Były reprezentant Polski próbuję swoich sił w kolejnym europejskim klubie. Łukasz Teodorczyk, bo o nim właśnie mowa oficjalnie zasilił szeregi włoskiej Vicenzy. Napastnik miał do wyboru kilka ofert, z czego także opcje powrotu do ojczyzny, ale zdecydował się na kolejną batalie w słonecznej Italii.

Teodorczyk to zawodnik, który największą markę wyrobił sobie za czasów gry dla belgijskiego Anderlechtu. W 93 występach 45 razy wpisał się na listę strzelców. Po otrzymaniu nowego kontraktu wyraźnie przygasł, co zaowocowało jego transferem za 3,5 mln euro do Udinese. We Włoszech ewidentnie się nie przebił. Odstawał poziomem dlatego niezwykle rzadko na niego stawiano. Próbowano powrotnych wypożyczeń do Belgii, ale bez skutku. Polak zablokował się na amen.

29 grudnia został wolnym zawodnikiem. Według polskich mediów jego usługami interesowały się takie ekipy, jak Jagiellonia Białystok, czy też Bruk-bet Teramilca Nieciecza, ale ostatecznie Teodorczyk zdecydował się zostać we Włoszech. W obecnym sezonie nie zaliczył ani jednej minuty na murawie, więc nie dziwi fakt, że ekipa, która po niego sięga nie należy do topowych.

Vicenza ma spore problemy. Po połowie sezonu są na ostatnim miejscu w lidze z 7 punktami. W oczy coraz głębiej zagląda im widmo spadku do Serie B. Teodorczyk to jedna z ich ostatnich desek ratunku. Nasz rodak zapewnił sobie komfort „ucieczki” z klubu gdyby cos poszło nie po jego myśli i Vicenza spadała na trzeci poziom rozgrywkowy we Włoszech. Analogicznie jeśli się tak nie stanie, jego kontrakt zostanie przedłużony.
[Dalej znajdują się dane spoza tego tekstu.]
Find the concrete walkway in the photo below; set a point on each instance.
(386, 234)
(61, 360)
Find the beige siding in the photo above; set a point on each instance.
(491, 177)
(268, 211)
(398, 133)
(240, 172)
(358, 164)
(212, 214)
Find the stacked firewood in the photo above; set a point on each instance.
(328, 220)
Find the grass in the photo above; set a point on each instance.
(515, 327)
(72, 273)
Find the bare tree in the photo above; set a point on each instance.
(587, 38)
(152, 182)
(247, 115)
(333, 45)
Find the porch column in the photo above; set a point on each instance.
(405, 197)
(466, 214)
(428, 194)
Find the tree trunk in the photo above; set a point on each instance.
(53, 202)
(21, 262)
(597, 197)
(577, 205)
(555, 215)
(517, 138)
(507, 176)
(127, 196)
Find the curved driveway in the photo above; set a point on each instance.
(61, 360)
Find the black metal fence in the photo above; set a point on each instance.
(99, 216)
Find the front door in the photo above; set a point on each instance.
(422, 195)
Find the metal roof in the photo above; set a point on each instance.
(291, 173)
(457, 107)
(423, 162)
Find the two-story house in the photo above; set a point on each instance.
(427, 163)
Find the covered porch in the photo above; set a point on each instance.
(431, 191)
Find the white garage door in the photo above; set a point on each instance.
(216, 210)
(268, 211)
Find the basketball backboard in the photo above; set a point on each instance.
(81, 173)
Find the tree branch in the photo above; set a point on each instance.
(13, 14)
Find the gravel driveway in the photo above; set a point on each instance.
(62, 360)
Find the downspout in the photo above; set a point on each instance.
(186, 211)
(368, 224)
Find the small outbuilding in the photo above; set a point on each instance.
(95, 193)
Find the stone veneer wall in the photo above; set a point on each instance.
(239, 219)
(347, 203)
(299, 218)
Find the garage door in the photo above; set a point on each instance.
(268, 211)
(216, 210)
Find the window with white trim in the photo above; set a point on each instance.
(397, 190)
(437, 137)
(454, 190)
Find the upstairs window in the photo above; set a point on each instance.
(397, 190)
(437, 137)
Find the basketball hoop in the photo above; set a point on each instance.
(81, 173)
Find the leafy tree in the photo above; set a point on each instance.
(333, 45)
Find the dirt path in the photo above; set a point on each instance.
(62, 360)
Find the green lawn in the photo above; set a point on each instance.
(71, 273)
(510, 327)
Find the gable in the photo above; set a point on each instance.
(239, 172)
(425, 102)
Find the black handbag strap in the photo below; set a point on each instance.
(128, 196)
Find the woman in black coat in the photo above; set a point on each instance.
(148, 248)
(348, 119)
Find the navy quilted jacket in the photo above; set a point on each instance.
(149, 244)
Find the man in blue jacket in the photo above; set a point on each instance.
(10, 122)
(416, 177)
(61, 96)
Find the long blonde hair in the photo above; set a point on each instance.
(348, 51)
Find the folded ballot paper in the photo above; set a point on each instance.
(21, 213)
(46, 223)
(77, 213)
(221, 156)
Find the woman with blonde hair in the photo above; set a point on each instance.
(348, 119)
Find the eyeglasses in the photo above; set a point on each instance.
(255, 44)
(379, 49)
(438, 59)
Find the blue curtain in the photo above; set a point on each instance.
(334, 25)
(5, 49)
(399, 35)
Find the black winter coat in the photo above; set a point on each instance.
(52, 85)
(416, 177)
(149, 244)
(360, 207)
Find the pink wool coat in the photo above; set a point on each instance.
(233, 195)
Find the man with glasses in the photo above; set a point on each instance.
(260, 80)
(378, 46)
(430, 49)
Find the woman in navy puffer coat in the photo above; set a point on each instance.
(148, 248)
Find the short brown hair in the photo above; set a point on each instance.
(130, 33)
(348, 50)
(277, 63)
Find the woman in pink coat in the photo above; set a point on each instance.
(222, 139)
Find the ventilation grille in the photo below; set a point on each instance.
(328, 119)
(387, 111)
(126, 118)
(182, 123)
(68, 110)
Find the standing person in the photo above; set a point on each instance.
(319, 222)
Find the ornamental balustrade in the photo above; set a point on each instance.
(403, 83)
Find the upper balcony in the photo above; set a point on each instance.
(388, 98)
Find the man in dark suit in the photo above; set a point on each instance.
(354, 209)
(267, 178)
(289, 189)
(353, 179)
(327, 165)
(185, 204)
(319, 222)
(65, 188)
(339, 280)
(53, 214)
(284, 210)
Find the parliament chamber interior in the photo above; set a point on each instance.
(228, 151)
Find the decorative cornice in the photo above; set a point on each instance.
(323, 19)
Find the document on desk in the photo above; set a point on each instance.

Z jednej strony jest to dość ciekawe wyzywanie, okazja do pokazania, że jednak nie jest do końca zardzewiały. Z drugiej może wydawać się, że odrzucenie propozycji powrotu do Polski jest tylko odwlekaniem nieuniknionego. Jak skończy się cała sytuacja? Czy Teodorczyk ponownie pokaże swoją „prawdziwą” wartość? Tego dowiemy się zapewne całkiem niedługo, bo wraz z końcem sezonu we włoskiej Serie B.